If you want the files and directories from MANIFEST.in to also be installed (e.g. fixtures or data for machine learning or database setup), you will have to set include_package_data=True in your setup() call.

Building and Submitting

Basically there are two phases to submitting a project to PyPI: build and upload. During the upload phase you first send to PyPI Test to make sure everything is good, then send to PyPI live.

Build

First build the package for distribution along with the binary wheel distribution:

$ python setup.py sdist bdist_wheel

This will create a build directory with the binary distribution, a foo.egg-info directory with packaging information, and finally a dist directory with two packages, the versioned distribution (foo-0.1.tar.gz) and the wheel (foo-0.1-py2-none-any.whl). Note that if you’re using my Makefile, make clean will clean up all of this extra stuff, but it should be ignored in your .gitignore already.

At this point you can (and should) test both the wheel and the sdist package by creating a virtual environment and attempting to install the package with pip directly as follows:

$ virtualenv venv
...
$ source venv/bin/activate
$ pip install dist/foo-0.1.tar.gz
$ python
>>> import foo
>>> print foo.__version__
0.1
>>> exit()
$ deactivate
$ rm -rf venv

Upload

The first step to submitting your package to an index server is to register it.

$ python setup.py register -r pypitest

The -r flag here specifies which index server you wish to use as listed by the .pypirc file. We can then upload the package with twine, which is the currently preferred method of uploading due to its security (TLS) and ability to prebuild and test. If you don’t have twine setup, simply pip install it.

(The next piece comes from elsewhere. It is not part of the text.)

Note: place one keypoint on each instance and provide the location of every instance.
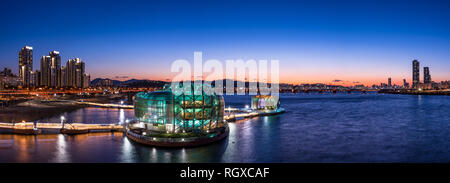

$ twine upload -r pypitest dist/foo-0.1*

Note that you can also sign the package with a GnuPG key with the -s option, but we will skip that for now. Once again, we should test our packages with a virtual environment as above, but this time downloading them from PyPI Test directly:

$ pip install -i https://testpypi.python.org/pypi foo

Once this is done and everything is ready to rock, you can repeat the process for uploading to the package to PyPI, simplified here as follows:

$ python setup.py register
$ twine upload dist/foo-0.1*

Documentation

Did you know that PyPI hosts documentation? Well, it does, and even though you’re mainly hosting on Read the Docs which gets built on each push; it’s pretty handy to upload those same docs to PyPI.

Assuming you’re using MkDocs as recommended then you can upload this documentation as follows:

$ mkdocs build --clean
$ python setup.py upload_docs --upload-dir=site

Clean Up

You’ll probably want to clean up after yourself, which is as simple as make clean if you’re using my Makefile. If you’d like to do it with bash it’s as follows:

$ find . -name "*.pyc" -print0 | xargs -0 rm -rf
$ rm -rf htmlcov
$ rm -rf .coverage
$ rm -rf build
$ rm -rf dist
$ rm -rf foo.egg-info

Also you should probably remove that site folder created by the documentation build.

Conclusion

Hopefully this post makes your life easier by giving you a simple guide to push new packages to PyPI. I know I shoot fast and loose with some of the stuff, but the post was super long anyway. If you’re really looking for awesome integrations, checkout How to Travis-CI Deploy for automatic deployment after testing.